December 18, 2015
South Africa's MTN says it will challenge the $3.9 billion fine recently imposed on it in Nigeria, claiming the country's telecom authorities did not have the right to act as they did.
The operator, which provides services in a number of African markets, was hit with a $5.2 billion fine in October after failing to disconnect unregistered mobile phones, which authorities fear are being used by terrorist organizations and other criminal groups.
The amount was subsequently reduced to $3.9 billion by the Nigerian Communications Commission (NCC), but that still equates to about 1.5 times what MTN Group Ltd. made in post-tax profit last year.
Concern about the impact of the fine has led to a 30% fall in MTN's share price since late October and prompted the resignation of CEO Sifiso Dabengwa.
Acting on the advice of its lawyers, MTN is now saying it will challenge the fine in Nigeria's Federal High Court.
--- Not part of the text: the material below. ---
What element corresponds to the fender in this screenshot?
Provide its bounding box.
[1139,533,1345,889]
"MTN Nigeria acting on legal advice has resolved that the manner of the imposition of the fine and the quantum thereof is not in accordance with the NCC's powers under the Nigerian Communications Act and therefore there are valid grounds upon which to challenge the fine," said the operator in a statement.
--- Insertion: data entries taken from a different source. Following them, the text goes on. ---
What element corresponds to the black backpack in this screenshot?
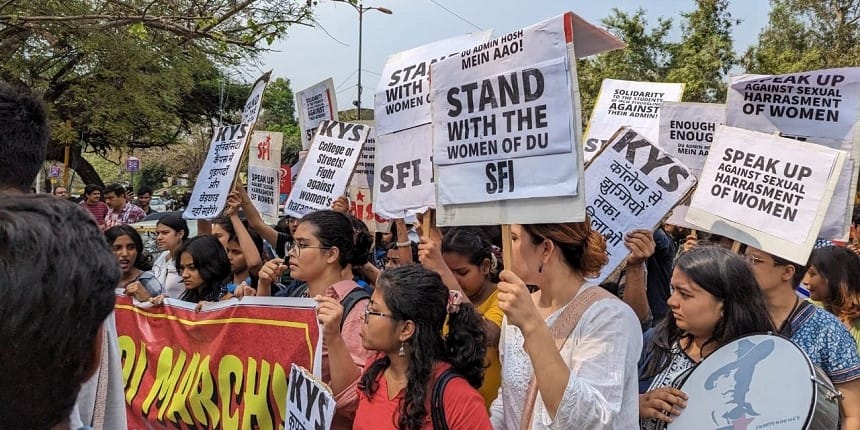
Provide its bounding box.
[290,284,370,330]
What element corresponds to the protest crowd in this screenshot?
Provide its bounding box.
[0,9,860,430]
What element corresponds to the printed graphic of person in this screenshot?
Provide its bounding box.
[705,339,774,430]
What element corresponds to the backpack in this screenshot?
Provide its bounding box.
[290,284,370,330]
[430,367,461,430]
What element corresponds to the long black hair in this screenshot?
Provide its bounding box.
[809,246,860,320]
[442,227,501,282]
[640,246,774,380]
[212,216,266,257]
[359,264,487,430]
[174,235,231,303]
[105,224,152,271]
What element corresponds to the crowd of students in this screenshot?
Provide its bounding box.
[0,81,860,430]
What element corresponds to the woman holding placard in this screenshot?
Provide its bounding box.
[803,246,860,351]
[491,220,642,430]
[317,264,491,430]
[639,246,774,429]
[152,213,188,299]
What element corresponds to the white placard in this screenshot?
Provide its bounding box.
[349,129,376,188]
[296,78,337,150]
[349,181,391,233]
[585,128,696,282]
[182,124,250,219]
[583,79,684,162]
[726,67,860,151]
[687,126,845,263]
[286,364,336,430]
[373,30,491,135]
[242,71,272,130]
[248,131,284,224]
[654,102,726,178]
[664,203,699,230]
[248,165,281,224]
[437,152,579,205]
[436,12,624,226]
[182,71,272,219]
[431,15,578,204]
[818,159,857,240]
[373,124,436,219]
[726,67,860,240]
[431,15,574,165]
[436,153,585,227]
[286,121,370,218]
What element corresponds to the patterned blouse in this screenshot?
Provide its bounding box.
[639,336,696,430]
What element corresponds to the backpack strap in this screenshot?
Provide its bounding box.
[520,284,618,429]
[340,287,370,330]
[430,367,460,430]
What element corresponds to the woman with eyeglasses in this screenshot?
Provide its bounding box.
[639,245,774,430]
[319,264,491,430]
[257,210,370,429]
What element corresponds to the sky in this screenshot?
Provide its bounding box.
[254,0,770,110]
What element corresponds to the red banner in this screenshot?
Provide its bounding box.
[116,296,321,430]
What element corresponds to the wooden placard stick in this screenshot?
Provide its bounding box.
[502,224,514,270]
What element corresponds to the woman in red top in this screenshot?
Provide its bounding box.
[318,265,492,430]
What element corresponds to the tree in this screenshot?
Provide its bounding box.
[741,0,860,74]
[576,8,672,121]
[134,163,167,190]
[257,78,302,165]
[666,0,739,103]
[0,0,313,183]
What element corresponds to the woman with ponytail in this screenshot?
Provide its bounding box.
[491,219,642,430]
[317,264,491,430]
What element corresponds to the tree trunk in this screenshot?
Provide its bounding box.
[47,142,105,187]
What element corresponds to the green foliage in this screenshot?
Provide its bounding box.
[134,162,167,190]
[742,0,860,74]
[666,0,740,103]
[0,0,320,183]
[576,8,672,121]
[577,0,740,121]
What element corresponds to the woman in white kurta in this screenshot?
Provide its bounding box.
[491,221,642,430]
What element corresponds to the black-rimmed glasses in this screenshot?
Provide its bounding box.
[287,243,332,258]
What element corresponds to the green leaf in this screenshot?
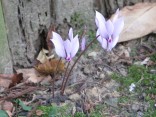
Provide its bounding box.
[0,110,8,117]
[15,99,32,111]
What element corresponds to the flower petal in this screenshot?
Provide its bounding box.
[95,11,107,38]
[71,35,79,58]
[96,30,107,49]
[101,38,108,49]
[50,32,66,58]
[106,20,114,36]
[64,39,71,58]
[112,8,119,23]
[96,29,102,44]
[68,28,73,40]
[108,36,119,50]
[81,37,86,51]
[113,17,124,38]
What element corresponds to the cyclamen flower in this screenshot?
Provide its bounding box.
[81,37,86,51]
[129,83,136,92]
[95,10,124,51]
[50,28,79,61]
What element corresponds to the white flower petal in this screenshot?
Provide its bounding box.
[68,28,73,40]
[71,35,79,58]
[50,32,66,58]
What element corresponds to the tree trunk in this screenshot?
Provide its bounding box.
[94,0,156,18]
[2,0,53,67]
[0,0,156,72]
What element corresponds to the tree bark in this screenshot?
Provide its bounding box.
[94,0,156,18]
[2,0,53,67]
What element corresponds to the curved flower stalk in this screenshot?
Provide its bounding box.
[81,36,86,51]
[95,9,124,51]
[50,28,79,61]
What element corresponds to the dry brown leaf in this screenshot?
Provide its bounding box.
[17,68,51,83]
[9,73,23,88]
[36,110,44,116]
[119,3,156,42]
[2,101,13,117]
[2,101,13,112]
[0,73,23,88]
[35,59,64,75]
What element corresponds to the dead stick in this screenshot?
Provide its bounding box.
[27,101,41,117]
[0,87,40,101]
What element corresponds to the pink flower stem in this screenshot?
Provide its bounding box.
[50,58,61,98]
[61,61,70,90]
[61,35,100,95]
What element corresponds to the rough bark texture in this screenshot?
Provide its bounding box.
[2,0,52,67]
[94,0,156,17]
[2,0,156,72]
[0,2,12,74]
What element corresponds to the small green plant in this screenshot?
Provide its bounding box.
[38,104,71,117]
[112,65,156,117]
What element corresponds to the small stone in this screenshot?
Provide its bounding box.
[69,93,81,101]
[99,73,105,79]
[88,52,97,58]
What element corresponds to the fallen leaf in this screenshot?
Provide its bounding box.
[16,68,51,83]
[9,73,23,88]
[15,99,32,111]
[2,101,13,112]
[0,73,23,88]
[114,3,156,42]
[2,101,13,117]
[0,77,11,88]
[35,59,64,75]
[36,110,44,116]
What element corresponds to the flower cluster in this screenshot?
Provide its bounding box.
[95,10,124,51]
[51,10,124,61]
[50,10,124,94]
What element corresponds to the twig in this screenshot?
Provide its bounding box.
[0,87,40,101]
[61,61,70,90]
[61,35,100,95]
[27,101,41,117]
MTN says it reached its decision to pursue legal action after reviewing circumstances leading up to the fine and letters it subsequently received from the NCC.
However, it is hoping to find an "amicable resolution" it says would be in the best interests of all parties involved.
In the meantime, it has advised shareholders to exercise caution when dealing in its securities until it has provided an update.